Когда Алексей достиг Кремля, там бой был уже в полном разгаре. Оказалось, что час назад один из польских ротмистров, некий Николай Коссаковский, обратив внимание на необычайное скопление извозчиков на ближайших к Кремлю улицах и площадях в Китай-городе и заподозрив, что они съезжаются неспроста, велел им, чтобы занять их досуг, втаскивать на стены Кремля и Китай-города пушки, стоявшие на площади. Извозчики поняли, что поляки из пушек начнут, пожалуй, громить город, когда приблизится ожидавшееся ополчение, и наотрез отказались исполнить приказание. Коссаковский посулил им щедрую плату, но они не соблазнились. Тогда польские жолнеры кинулись на них с саблями. Часть извозчиков, обозлившись, выдернула из саней оглобли и стала бить ими поляков, а другая часть устремилась к стенам и стала стаскивать с них пушки, которые там стояли. Драка разгоралась; было уже немало убитых и раненых. В это время пронесся слух, что князь Дмитрий Михайлович Пожарский приблизился к Москве и подходит к Сретенским воротам Белого города. Поляки, всполошенные этой вестью, а москвичи, обрадованные ею, сцепились горячее. Гонсевский, собравшийся было, узнал о свалке, прекратить ее, теперь не только не отдал этого распоряжения, но приказал жолнерам и немцам-наемникам бить москвичей без пощады. Несмотря на наступивший вечер, бой разгорался. Поляки, давно мечтавшие о жестокой расправе с москалями, остервенились, рубили и детей, и женщин, и стариков. Уже пало в течение двух-трех часов свыше шести тысяч человек, когда кровавое побоище озарилось вдруг страшным огнем пожара: то Гонсевский отдал приказ зажечь Москву, который был вызван новой вестью о том, что ополчение вступило в Белый город, заняло Тверские ворота, а князь Пожарский, утвердившись на Сретенке и Лубянке, быстро возвел острог возле церкви Введения Пресвятые Богородицы и засел там со своим отрядом стрельцов и пушкарей. Поэтому Гонсевский и отдал приказ жечь Белый город, чтобы выгнать оттуда ополчение, а потом занять выжженную площадь и развернуть на ней свое войско.

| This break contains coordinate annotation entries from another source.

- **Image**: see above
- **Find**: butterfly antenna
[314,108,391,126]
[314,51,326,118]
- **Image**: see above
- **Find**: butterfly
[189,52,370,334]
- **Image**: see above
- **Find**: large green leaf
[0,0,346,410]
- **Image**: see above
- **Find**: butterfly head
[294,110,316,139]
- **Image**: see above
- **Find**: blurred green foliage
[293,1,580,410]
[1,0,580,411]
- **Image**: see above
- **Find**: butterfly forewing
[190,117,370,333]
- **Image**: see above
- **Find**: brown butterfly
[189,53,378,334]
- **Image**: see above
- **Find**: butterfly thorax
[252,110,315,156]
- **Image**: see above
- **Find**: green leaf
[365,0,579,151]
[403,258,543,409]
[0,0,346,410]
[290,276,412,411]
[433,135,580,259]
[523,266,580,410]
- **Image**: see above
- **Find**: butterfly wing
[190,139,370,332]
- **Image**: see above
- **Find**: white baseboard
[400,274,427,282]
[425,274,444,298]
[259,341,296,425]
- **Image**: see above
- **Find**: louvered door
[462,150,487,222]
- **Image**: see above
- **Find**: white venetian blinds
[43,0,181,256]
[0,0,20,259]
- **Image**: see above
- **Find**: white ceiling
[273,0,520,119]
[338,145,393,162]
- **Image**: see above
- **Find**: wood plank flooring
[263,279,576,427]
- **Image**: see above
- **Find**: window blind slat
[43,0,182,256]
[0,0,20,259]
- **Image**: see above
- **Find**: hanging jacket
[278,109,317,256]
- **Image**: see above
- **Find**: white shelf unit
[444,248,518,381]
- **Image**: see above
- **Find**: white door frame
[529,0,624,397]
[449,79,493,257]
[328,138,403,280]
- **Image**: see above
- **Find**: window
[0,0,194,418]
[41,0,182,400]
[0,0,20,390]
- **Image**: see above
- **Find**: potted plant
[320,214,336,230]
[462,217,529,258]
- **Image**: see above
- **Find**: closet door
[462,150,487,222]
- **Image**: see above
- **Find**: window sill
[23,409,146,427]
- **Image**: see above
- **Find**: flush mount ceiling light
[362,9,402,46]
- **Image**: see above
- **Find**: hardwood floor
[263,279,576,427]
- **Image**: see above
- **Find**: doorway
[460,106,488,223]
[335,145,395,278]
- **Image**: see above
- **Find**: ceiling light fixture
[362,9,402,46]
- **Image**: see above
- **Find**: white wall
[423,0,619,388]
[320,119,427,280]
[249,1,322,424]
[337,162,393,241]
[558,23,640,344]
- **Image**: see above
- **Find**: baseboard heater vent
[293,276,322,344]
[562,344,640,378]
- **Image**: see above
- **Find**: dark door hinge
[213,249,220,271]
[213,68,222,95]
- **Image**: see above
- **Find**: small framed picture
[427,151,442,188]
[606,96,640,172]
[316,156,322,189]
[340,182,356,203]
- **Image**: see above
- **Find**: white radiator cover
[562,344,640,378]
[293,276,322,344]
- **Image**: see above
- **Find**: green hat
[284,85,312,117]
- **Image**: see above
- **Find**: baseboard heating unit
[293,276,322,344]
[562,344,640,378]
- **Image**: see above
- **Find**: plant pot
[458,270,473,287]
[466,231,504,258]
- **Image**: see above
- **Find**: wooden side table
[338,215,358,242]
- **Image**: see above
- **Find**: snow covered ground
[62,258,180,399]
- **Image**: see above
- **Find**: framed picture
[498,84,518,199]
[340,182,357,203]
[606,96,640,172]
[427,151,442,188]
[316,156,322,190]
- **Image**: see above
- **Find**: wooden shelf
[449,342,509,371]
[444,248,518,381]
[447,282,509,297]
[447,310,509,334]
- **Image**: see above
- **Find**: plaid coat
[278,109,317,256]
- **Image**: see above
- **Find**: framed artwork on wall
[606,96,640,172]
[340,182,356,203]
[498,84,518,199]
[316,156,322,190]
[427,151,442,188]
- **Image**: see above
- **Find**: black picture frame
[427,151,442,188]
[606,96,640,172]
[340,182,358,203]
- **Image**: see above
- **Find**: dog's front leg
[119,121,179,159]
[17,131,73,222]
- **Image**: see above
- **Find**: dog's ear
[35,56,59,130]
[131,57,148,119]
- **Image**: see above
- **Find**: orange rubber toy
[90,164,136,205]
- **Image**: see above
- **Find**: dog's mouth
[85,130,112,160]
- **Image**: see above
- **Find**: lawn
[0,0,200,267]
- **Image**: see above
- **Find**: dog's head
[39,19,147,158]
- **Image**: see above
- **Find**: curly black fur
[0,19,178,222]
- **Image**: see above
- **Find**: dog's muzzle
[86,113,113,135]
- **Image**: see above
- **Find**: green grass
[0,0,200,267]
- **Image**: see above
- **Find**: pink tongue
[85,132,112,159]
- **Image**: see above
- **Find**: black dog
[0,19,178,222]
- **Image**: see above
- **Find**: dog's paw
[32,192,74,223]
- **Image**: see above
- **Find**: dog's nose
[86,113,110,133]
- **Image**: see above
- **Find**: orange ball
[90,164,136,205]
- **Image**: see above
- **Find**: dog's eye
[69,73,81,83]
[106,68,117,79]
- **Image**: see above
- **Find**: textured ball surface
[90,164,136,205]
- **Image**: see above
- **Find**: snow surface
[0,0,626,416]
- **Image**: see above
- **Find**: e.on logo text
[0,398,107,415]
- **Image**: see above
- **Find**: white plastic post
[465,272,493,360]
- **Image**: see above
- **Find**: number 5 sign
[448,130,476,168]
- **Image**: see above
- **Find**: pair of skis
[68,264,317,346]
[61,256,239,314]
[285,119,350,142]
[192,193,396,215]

Михайло Глебович Салтыков собрался в этот день осуществить свое намерение бежать с семьей из Москвы. Он уже сложил наиболее ценные пожитки на воза, усадил жену в сани, как вдруг пришла весть о занятии Пожарским Белого города. Бежать было поздно. Тогда он велел поворотить воза и везти семью в Кремль, а сам, поняв, какое роковое значение может иметь для таких изменников, как он, и поляков занятие ополчением Белого города, побежал к Гонсевскому и первый высказал мысль о необходимости жечь Москву, которую тот вполне одобрил. Тогда Михайло Глебович в порыве обуявшего его ретивого усердия выслужиться перед польским королем побежал к своему дому и сам поджег его. Его пример нашел подражателей, и Москва запылала. Жолнеры бегали по улицам с просмоленными лучинами, прядевом, хлопьями, поджигали этот горючий материал, подбрасывали его под дома.

Наступила ночь, но светло было, как днем. Жуткая была эта ночь! Из всех церквей неслись зловещие звуки набата, громыхал «полошный» колокол, со страшным треском рушились здания, раздавались крики, вопли женщин и детей, стоны раненых, доносились звуки жаркой перестрелки и ухающие залпы пушек. Занялся весь Белый город. Под утро поднялся ветер, дым повернул в сторону ополчения, которое, преследуемое стреляющими поляками, вынуждено было отступить. Потом, едва пожар немного утих, поляки принялись жечь Замоскворечье. Между тем, желая отстоять от дальнейшего пожара Белый город, князь Пожарский выступил со своим отрядом из наскоро сооруженной крепости и ударил поляков. Опять разразился жаркий, упорный бой. Но пожар начался с новой силой, и княжеский отряд вынужден был отступить. Сражаясь, как простой воин, князь Дмитрий Михайлович пал, раненный пулей. Не думая о себе, мужественно перенося нестерпимую боль от раны, он, закрыв лицо руками, при взгляде на пылавшую и гибнувшую столицу горько заплакал.

– О, Господи, пошли мне лучше смерть, – простонал князь, – только бы не видеть более того, что довелось видеть!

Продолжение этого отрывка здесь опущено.